Once you have determined what the value of an advisory business is, it is important to understand the motivations and objectives from both the buyer’s and seller’s point of view.
This is because when entering negotiations, you need to be able to take all emotion out of the transaction. Many deals do not make it through the negotiation stages often because both sides did not understand what the “deal killers” could be.
Sometimes those deal killers can be as simple as the continued employment of the receptionist.
Often, sellers in the investment advisory industry have an inflated perception of their business value, which is natural stemming from the sweat-equity they have put into it.
To keep a cool head in negotiations over price and terms, be prepared to understand the following:
- What is a reasonable value to the buyer and seller?
- What is the motivation of the buyer or seller?
- What is the buyer or seller’s required rate of return? (and is it reasonable)?
- How many buyers would be interested in this practice?
- What are buyers really paying to purchase such a practice?

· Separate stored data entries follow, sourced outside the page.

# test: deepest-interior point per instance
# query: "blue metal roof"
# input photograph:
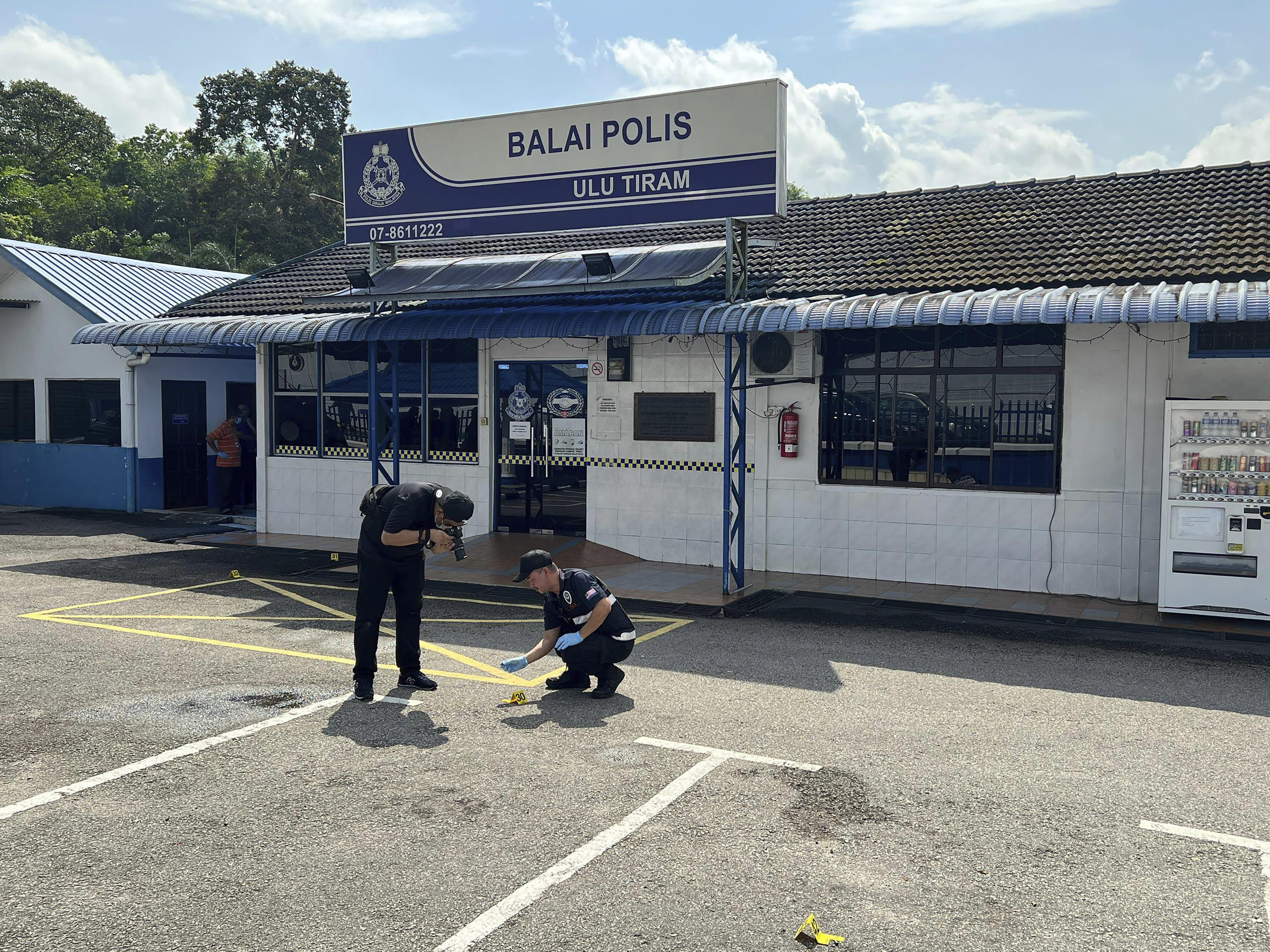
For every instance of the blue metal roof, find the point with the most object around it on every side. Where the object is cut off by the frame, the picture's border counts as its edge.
(1140, 304)
(102, 289)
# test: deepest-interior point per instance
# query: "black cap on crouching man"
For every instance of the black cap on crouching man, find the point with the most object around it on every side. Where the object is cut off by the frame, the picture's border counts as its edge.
(531, 562)
(455, 506)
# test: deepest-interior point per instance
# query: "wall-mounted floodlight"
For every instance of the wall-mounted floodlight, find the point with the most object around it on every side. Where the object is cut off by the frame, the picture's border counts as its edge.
(360, 279)
(600, 265)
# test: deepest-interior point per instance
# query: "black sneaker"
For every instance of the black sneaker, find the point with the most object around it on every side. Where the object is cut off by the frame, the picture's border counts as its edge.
(609, 686)
(417, 680)
(568, 681)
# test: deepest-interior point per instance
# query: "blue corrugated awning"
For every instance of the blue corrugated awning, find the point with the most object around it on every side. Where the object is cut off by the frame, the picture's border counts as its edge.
(1137, 304)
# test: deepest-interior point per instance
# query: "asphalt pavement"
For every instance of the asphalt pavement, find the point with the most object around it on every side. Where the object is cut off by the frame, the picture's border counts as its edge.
(980, 786)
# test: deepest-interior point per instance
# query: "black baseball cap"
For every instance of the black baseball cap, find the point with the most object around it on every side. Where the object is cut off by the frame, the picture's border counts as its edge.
(455, 506)
(530, 562)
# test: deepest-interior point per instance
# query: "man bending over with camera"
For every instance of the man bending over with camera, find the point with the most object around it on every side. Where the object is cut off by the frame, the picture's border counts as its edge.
(399, 526)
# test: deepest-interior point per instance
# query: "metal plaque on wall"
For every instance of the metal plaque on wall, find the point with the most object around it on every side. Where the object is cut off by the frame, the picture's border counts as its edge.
(675, 417)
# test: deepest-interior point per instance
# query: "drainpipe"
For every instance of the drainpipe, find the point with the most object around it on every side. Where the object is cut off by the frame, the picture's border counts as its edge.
(139, 359)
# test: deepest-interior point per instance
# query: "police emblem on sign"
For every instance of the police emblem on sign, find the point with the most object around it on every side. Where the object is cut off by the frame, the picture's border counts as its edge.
(566, 402)
(520, 404)
(381, 178)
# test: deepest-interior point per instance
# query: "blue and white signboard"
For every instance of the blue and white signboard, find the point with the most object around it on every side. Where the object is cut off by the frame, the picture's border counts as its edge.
(680, 156)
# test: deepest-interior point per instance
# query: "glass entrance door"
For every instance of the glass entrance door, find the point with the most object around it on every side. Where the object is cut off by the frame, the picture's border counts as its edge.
(541, 440)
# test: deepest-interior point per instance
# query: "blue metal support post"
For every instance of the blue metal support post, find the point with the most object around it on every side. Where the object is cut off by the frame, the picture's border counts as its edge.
(389, 407)
(735, 466)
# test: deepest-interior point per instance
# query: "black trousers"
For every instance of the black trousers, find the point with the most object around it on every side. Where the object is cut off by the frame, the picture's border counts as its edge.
(232, 487)
(375, 578)
(597, 655)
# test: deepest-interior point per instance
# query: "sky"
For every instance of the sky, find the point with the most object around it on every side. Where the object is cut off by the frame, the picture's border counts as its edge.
(884, 95)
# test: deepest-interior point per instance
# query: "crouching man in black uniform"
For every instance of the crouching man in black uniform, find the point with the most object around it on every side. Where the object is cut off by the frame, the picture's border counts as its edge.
(399, 525)
(585, 625)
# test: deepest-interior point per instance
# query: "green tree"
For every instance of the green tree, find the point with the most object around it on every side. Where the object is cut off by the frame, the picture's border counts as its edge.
(51, 134)
(18, 204)
(276, 138)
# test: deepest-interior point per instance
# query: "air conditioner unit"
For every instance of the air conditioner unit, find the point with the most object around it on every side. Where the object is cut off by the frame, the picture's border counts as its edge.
(779, 356)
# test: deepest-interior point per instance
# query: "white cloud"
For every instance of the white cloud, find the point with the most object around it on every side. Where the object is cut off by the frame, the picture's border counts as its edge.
(1232, 143)
(1143, 162)
(873, 16)
(337, 20)
(836, 144)
(129, 101)
(1207, 75)
(832, 147)
(564, 38)
(966, 141)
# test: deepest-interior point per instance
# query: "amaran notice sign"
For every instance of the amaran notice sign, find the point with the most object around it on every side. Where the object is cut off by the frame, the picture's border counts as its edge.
(680, 156)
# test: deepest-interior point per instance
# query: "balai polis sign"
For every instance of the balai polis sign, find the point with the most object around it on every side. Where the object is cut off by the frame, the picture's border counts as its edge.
(681, 156)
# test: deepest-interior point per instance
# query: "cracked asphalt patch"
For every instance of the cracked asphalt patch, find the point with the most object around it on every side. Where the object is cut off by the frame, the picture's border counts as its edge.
(976, 792)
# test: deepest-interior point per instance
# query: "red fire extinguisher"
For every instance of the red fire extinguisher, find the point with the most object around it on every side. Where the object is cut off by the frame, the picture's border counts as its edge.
(789, 432)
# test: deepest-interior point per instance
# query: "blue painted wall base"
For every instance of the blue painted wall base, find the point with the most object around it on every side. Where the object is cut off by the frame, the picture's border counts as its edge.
(65, 474)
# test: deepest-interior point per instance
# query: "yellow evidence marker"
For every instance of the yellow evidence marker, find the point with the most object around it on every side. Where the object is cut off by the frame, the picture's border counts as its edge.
(812, 930)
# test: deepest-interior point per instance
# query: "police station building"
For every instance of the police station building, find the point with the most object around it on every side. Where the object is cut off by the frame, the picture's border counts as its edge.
(959, 386)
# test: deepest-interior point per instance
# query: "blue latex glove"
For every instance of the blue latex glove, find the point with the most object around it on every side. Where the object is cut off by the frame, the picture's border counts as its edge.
(573, 638)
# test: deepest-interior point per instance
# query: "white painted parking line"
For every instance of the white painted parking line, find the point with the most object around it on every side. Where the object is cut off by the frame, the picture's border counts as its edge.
(730, 755)
(497, 916)
(166, 757)
(1207, 836)
(1226, 840)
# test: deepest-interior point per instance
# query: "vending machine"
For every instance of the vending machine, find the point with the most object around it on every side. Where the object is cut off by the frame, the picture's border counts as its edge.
(1214, 534)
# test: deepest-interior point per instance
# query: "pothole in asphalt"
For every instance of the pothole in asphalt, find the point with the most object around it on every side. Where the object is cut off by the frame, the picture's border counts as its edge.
(828, 800)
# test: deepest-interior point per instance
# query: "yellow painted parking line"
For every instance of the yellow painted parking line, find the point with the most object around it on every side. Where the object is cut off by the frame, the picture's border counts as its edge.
(504, 677)
(244, 646)
(491, 675)
(131, 598)
(672, 626)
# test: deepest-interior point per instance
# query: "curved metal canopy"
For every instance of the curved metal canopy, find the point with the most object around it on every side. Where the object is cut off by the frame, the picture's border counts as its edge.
(1140, 304)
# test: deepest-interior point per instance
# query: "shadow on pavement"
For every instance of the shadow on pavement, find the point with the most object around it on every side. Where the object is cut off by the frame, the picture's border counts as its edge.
(385, 725)
(793, 646)
(572, 709)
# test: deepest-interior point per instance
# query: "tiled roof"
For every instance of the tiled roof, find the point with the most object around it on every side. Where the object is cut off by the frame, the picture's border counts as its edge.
(106, 289)
(1178, 225)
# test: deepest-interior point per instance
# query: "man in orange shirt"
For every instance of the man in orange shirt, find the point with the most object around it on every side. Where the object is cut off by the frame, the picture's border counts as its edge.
(225, 443)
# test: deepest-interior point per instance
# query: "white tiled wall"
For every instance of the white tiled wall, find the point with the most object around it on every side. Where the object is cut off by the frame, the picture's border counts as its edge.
(668, 516)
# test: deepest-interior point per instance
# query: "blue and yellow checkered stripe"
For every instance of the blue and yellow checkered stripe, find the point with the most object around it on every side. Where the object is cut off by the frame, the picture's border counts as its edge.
(619, 462)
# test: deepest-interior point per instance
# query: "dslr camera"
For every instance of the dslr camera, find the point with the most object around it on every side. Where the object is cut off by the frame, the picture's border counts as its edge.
(456, 534)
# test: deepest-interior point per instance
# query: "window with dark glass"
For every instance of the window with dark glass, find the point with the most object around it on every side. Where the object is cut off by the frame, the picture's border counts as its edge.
(453, 382)
(86, 412)
(17, 411)
(957, 407)
(296, 385)
(322, 399)
(1234, 339)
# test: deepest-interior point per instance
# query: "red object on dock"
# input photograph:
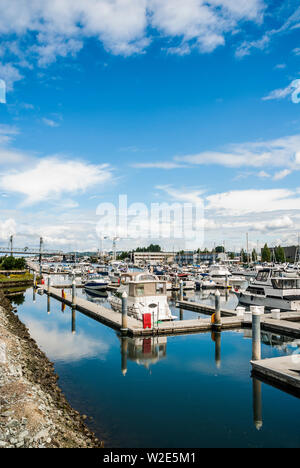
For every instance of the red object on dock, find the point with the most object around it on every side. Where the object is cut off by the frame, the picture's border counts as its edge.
(147, 346)
(147, 321)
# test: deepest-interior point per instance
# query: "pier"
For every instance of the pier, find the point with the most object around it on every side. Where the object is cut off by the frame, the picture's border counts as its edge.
(135, 327)
(281, 371)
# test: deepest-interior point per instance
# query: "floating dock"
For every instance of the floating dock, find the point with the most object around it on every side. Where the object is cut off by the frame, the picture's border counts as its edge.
(283, 372)
(135, 327)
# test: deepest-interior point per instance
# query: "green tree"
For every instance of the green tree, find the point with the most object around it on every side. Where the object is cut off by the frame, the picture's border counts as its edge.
(254, 255)
(244, 256)
(11, 263)
(279, 254)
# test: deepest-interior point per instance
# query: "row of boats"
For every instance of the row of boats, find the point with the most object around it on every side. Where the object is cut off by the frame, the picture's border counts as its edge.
(271, 286)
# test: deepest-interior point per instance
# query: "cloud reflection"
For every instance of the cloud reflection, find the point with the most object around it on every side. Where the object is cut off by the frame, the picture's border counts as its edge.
(65, 346)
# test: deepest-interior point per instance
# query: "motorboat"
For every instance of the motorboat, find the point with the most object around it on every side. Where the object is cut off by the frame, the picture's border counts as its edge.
(223, 278)
(147, 294)
(96, 283)
(273, 290)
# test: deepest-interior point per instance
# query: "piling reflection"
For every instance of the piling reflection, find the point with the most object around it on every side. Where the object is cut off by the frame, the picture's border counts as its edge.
(144, 351)
(217, 337)
(257, 404)
(73, 328)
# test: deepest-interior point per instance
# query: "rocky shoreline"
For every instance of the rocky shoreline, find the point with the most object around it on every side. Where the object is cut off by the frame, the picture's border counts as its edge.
(33, 410)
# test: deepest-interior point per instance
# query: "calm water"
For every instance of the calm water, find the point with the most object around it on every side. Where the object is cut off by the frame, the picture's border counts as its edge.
(185, 391)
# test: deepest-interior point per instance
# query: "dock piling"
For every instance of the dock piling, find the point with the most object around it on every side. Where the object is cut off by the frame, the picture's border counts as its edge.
(74, 293)
(181, 290)
(218, 321)
(276, 314)
(124, 328)
(256, 334)
(257, 404)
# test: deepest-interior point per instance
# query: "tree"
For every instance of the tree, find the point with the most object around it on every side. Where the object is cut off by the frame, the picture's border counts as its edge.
(244, 256)
(11, 263)
(151, 248)
(279, 254)
(266, 254)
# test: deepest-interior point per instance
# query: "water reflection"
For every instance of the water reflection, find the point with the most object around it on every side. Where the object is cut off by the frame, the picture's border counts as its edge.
(211, 370)
(216, 337)
(143, 351)
(61, 345)
(257, 404)
(73, 328)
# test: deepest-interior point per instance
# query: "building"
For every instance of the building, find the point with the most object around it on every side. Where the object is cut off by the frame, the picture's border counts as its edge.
(152, 258)
(186, 257)
(292, 253)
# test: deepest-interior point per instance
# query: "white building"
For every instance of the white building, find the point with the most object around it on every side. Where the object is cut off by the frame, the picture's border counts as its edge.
(152, 258)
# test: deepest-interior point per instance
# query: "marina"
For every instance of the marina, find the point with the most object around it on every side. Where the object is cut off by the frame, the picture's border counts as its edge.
(207, 363)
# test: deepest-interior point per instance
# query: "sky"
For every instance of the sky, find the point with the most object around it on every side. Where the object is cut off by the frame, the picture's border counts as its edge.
(162, 101)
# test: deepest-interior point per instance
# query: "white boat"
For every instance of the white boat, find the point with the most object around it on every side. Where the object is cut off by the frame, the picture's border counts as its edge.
(96, 283)
(272, 290)
(146, 295)
(222, 277)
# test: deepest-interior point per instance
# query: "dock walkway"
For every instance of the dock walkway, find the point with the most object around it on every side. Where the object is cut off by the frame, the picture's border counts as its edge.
(135, 327)
(284, 370)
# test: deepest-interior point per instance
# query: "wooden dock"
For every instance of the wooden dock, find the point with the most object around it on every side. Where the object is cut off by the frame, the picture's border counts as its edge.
(283, 372)
(204, 308)
(135, 327)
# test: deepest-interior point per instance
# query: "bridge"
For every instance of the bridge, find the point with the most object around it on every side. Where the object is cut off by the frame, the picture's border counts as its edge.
(28, 251)
(11, 250)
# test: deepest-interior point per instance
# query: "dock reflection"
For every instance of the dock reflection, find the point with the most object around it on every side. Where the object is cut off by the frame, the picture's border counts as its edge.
(144, 351)
(257, 404)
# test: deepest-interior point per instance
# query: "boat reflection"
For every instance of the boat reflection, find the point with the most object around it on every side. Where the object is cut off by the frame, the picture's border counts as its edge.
(144, 351)
(98, 297)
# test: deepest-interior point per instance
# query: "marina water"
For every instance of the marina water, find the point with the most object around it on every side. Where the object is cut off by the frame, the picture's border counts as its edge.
(180, 391)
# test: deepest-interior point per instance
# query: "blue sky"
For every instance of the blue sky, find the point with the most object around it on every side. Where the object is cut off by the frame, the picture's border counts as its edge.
(162, 101)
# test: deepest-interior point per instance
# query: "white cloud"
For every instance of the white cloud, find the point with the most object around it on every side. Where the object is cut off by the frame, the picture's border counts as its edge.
(263, 175)
(282, 174)
(242, 202)
(276, 153)
(7, 228)
(185, 196)
(292, 90)
(158, 165)
(288, 25)
(123, 26)
(50, 123)
(51, 177)
(10, 74)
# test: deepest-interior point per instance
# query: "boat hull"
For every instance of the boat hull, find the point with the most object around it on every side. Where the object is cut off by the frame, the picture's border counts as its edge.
(268, 302)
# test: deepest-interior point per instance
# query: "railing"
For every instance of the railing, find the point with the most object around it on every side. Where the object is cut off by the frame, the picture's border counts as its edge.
(26, 250)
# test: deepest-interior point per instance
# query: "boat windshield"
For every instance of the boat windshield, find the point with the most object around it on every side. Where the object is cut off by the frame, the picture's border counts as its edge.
(263, 276)
(286, 283)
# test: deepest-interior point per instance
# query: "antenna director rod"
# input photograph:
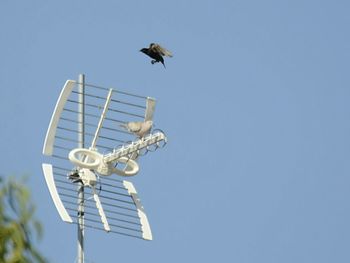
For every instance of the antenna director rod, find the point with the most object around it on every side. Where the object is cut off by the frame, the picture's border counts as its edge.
(103, 115)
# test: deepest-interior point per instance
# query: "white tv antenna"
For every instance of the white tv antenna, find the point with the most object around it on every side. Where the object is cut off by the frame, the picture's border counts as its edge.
(91, 137)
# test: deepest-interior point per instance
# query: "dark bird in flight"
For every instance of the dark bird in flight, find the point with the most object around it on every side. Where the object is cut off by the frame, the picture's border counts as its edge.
(156, 52)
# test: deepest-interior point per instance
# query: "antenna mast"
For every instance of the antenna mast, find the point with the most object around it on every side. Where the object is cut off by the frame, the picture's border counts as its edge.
(81, 144)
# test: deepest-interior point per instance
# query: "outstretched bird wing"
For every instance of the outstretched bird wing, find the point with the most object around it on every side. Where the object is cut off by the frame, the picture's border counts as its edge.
(160, 50)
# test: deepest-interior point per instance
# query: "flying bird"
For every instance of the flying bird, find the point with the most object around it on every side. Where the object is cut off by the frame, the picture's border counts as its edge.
(140, 129)
(156, 52)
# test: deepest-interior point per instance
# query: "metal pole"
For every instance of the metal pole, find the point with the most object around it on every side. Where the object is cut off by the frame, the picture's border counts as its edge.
(81, 144)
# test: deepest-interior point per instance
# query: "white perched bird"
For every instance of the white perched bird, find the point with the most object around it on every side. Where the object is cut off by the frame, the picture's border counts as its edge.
(138, 128)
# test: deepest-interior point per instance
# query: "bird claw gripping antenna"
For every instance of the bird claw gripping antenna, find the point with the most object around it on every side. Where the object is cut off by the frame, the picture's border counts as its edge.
(115, 131)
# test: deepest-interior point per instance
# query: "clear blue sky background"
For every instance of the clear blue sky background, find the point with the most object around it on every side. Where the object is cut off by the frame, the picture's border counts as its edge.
(255, 103)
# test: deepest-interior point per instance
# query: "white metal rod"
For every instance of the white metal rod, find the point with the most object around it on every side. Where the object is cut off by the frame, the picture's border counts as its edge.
(103, 115)
(81, 139)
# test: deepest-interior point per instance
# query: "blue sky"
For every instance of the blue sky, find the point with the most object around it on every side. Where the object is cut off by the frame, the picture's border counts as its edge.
(254, 104)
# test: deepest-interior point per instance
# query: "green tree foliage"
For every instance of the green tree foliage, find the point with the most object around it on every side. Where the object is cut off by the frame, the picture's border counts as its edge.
(18, 226)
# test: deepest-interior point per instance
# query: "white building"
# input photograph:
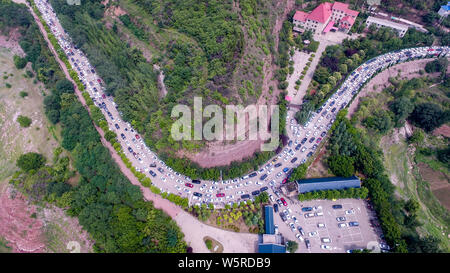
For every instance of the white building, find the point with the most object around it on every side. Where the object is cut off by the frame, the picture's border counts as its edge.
(401, 29)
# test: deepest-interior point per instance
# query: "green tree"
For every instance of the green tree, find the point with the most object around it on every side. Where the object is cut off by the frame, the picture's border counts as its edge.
(30, 161)
(291, 246)
(341, 165)
(24, 121)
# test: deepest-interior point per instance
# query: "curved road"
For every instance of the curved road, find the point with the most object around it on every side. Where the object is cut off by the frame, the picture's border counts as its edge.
(304, 142)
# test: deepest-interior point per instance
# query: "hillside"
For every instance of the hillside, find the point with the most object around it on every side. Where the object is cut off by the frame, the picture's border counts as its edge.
(223, 51)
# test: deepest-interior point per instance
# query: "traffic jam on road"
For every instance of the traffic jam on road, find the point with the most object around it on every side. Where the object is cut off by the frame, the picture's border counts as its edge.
(304, 140)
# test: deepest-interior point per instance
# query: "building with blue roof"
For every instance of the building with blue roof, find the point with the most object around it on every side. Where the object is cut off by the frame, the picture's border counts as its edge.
(271, 248)
(327, 183)
(444, 10)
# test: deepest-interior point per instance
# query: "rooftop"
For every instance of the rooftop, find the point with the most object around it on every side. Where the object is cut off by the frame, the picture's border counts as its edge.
(321, 13)
(327, 179)
(300, 16)
(387, 23)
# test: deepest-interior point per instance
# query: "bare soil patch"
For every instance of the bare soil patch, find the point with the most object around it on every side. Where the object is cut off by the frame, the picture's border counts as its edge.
(439, 183)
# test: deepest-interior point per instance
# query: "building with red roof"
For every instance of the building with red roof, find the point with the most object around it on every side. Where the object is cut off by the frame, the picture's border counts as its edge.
(322, 15)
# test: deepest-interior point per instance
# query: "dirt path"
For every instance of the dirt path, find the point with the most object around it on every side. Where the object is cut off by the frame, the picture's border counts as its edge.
(409, 70)
(190, 226)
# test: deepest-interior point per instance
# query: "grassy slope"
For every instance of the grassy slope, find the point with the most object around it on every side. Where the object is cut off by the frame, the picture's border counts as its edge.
(410, 185)
(15, 140)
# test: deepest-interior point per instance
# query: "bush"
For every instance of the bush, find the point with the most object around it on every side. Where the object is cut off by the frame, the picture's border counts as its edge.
(30, 161)
(19, 62)
(24, 121)
(208, 244)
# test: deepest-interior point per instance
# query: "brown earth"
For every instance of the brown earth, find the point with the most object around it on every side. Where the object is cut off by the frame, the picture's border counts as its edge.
(439, 183)
(220, 153)
(409, 70)
(444, 130)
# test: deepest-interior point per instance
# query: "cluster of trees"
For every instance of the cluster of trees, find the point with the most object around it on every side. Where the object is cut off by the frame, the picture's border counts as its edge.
(356, 193)
(107, 205)
(398, 229)
(339, 60)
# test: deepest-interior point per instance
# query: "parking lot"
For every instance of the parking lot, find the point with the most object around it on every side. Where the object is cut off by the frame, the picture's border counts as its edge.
(324, 225)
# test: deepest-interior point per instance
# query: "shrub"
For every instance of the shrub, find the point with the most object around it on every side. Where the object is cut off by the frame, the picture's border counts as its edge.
(24, 121)
(19, 62)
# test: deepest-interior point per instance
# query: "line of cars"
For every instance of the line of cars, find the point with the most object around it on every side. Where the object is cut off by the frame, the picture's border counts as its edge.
(228, 191)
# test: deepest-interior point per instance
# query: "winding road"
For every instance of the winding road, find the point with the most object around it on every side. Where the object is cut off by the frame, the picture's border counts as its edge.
(306, 139)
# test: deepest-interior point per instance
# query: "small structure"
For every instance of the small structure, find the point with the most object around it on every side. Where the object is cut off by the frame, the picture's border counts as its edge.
(323, 18)
(328, 183)
(444, 11)
(401, 29)
(268, 217)
(271, 244)
(289, 189)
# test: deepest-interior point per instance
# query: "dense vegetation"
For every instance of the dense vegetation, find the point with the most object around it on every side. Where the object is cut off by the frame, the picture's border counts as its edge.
(107, 205)
(215, 46)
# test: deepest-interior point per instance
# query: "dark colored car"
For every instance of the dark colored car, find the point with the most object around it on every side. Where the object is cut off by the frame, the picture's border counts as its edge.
(245, 196)
(198, 194)
(300, 229)
(307, 243)
(283, 217)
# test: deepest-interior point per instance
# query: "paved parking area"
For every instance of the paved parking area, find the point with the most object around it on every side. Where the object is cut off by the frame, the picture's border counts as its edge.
(342, 238)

- How prepared are the employees on both sides for this transition?
- Is the timetable for the acquisition consistent on both sides of the transaction?
For both the buyer and seller one of the main points to keep in mind throughout the negotiation process is – be prepared to walk away – if the deal doesn’t fit within your defined strategy or if you have reservations about doing the deal. Often advisors become enamored with terms of the deal (i.e., the purchase price, projected cash flows, potential client base, etc.) and begin to compromise their “deal breakers” to force a transaction. Don’t let this happen to you because it will result in buyers (or sellers) remorse.